In their first Mediterranean operation the Stukas achieved six direct hits on the new British aircraft carrier Illustrious, saved from sinking by her heavily armoured deck, but severely damaged and out of action for over a year. During the futile attempt to aid Greece against German invasion the British Fleet operated with little air cover, but successfully evacuated most of our army. During the German air-borne invasion of Crete soon afterwards the Mediterranean Fleet succeeded in preventing two enemy surface convoys reaching Crete with reinforcements and heavy equipment even though the Aegean Sea was far beyond the range RAF fighter bases in Egypt.
The next day, May 22, 1941, the whole weight of two Fliegerkorps, each with over 600 planes, was thrown against warships from dawn till nightfall. Three cruisers and eight destroyers were sunk, and two battleships and seven destroyers damaged. These battles are told in the words of many who took part; with fine focus on the experiences of survivors of the doomed cruiser HMS Fiji. With these disastrous losses the British battle fleet was forced to retreat to its base at Alexandria.
This defeat was unnoticed by the British people because of an event in the Atlantic during those four days in May : the sinking of the battle-cruiser HMS Hood, a Royal Navy icon, by the new German battleship Bismarck shocked the nation. That, and subsequent joy at the successful hunt and sinking of the enemy battleship, dominated the news. It still dominates recollections of the period. In his biography of Churchill, published in 2001, Roy Jenkins recorded Churchill's gloom at the sinking of HMS Hood but makes no mention of the Mediterranean Fleet's severe losses in the same week.

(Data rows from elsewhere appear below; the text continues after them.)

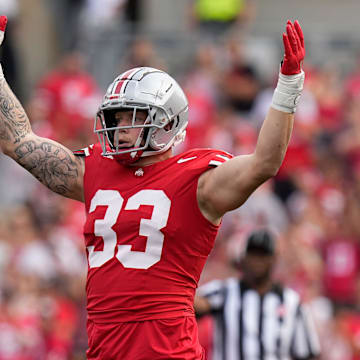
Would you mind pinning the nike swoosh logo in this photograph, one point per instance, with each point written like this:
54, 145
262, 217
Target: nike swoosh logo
186, 159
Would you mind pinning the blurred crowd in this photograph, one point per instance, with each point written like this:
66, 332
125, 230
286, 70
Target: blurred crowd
313, 204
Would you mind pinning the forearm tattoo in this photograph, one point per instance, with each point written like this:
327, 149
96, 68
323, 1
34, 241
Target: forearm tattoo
50, 163
14, 124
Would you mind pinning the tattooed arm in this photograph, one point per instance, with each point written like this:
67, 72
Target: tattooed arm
51, 163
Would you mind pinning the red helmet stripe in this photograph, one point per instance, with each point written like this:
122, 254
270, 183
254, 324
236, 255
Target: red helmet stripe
126, 76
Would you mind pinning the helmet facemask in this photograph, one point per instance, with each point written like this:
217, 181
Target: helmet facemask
108, 131
142, 89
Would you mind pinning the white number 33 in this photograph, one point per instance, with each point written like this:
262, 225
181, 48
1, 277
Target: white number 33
148, 227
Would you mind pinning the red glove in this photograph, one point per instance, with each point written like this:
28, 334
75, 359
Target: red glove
294, 49
3, 21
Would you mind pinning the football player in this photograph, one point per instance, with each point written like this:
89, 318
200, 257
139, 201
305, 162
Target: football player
152, 217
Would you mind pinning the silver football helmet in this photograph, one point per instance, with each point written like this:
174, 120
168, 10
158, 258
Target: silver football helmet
143, 89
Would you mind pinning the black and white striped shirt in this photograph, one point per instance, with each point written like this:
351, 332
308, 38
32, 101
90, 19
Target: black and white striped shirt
275, 326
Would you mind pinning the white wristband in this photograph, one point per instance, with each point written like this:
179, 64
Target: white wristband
288, 91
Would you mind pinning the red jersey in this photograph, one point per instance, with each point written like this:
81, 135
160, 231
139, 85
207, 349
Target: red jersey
146, 239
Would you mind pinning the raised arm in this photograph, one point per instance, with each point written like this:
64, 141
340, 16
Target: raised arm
51, 163
228, 186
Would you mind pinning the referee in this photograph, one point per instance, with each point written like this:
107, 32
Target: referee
255, 318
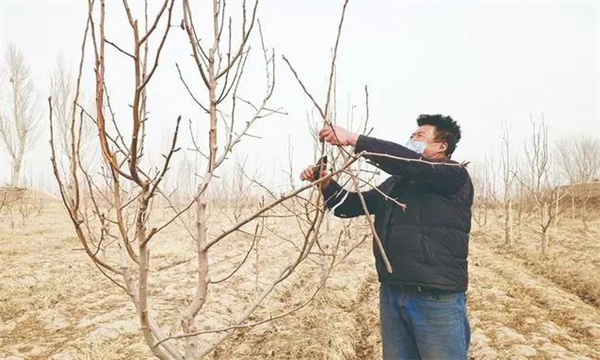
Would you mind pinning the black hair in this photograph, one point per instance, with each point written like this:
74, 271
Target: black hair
446, 129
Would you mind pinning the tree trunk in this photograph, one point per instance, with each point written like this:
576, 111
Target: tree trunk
508, 228
16, 173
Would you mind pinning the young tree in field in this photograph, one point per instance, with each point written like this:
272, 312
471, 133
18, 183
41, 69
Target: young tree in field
507, 170
540, 181
114, 214
578, 158
19, 114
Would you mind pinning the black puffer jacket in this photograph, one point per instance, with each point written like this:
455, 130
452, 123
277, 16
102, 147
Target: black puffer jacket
428, 242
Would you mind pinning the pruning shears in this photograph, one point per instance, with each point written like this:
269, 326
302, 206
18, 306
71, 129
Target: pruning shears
320, 166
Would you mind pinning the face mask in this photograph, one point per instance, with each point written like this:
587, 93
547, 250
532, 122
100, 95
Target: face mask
416, 146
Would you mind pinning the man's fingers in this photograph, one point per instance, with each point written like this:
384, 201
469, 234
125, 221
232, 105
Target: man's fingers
326, 131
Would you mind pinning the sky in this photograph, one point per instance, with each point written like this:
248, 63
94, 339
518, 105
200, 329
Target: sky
480, 62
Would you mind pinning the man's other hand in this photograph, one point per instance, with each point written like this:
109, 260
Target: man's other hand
337, 135
309, 175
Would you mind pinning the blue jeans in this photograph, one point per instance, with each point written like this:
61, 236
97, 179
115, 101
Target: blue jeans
423, 326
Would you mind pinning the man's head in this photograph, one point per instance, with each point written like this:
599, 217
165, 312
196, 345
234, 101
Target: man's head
441, 133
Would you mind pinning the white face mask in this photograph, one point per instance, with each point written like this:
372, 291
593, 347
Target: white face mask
416, 146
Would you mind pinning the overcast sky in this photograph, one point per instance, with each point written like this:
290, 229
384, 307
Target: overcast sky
480, 62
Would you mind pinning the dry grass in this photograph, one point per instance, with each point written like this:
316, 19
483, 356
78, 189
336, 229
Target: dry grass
54, 302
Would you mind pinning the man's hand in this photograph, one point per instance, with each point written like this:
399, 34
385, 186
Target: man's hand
309, 175
337, 135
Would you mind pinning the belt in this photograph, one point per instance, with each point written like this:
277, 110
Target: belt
416, 289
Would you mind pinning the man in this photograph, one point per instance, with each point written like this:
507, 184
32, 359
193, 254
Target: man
423, 309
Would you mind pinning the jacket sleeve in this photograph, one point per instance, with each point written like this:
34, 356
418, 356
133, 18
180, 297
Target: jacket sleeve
443, 179
349, 202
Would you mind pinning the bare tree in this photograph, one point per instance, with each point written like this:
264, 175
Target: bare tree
578, 158
540, 181
507, 170
18, 125
112, 212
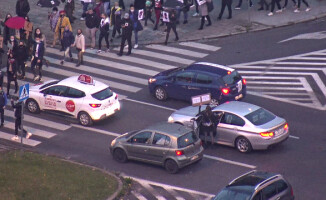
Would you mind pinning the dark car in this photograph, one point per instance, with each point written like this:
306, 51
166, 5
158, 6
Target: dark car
257, 185
223, 83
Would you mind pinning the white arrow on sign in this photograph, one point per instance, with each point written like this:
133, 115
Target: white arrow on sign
308, 36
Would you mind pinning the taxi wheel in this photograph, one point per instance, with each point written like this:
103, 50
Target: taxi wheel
85, 119
120, 155
243, 145
160, 93
171, 166
32, 106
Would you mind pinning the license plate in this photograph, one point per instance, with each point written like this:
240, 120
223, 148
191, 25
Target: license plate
238, 97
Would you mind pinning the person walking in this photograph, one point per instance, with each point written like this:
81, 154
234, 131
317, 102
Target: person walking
104, 33
62, 23
3, 103
21, 55
115, 20
80, 46
92, 23
172, 24
204, 14
67, 41
37, 58
12, 73
18, 115
227, 3
127, 28
22, 8
133, 14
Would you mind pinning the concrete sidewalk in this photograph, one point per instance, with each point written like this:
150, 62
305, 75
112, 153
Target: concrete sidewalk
243, 20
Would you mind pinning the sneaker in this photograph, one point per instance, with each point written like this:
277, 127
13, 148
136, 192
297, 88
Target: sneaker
28, 135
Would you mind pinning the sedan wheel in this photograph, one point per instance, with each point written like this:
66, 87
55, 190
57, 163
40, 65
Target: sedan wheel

The Mediterranean battle raged on, with further heavy naval losses, between the Stukas and warships escorting rare convoys to beleaguered Malta and regular convoys carrying vital supplies to the garrison in Tobruk under siege 200 miles behind the Afrika Korps desert front line. After victory at El Alamein and the Anglo-American invasion of French North-Africa, Allied air superiority was established in the central Mediterranean , and the Stukas transferred to the Russian front. After the Italian surrender in the autumn of 1943, the Stukas returned to the Eastern Mediterranean and again triumphed over British warships operating mostly without air cover, making the waters around the Dodecanese islands untenable to British warships in daylight, and so perilous even at night that it became known as the Destroyers' Graveyard. Bitter comments by men who fought in this futile campaign, including survivors of earlier warships sunk by Stukas during the Battle for Crete, are quoted. They regarded the failure to provide them with adequate air cover at this late stage of the war as criminal. The author has photographs of the action, and of participants.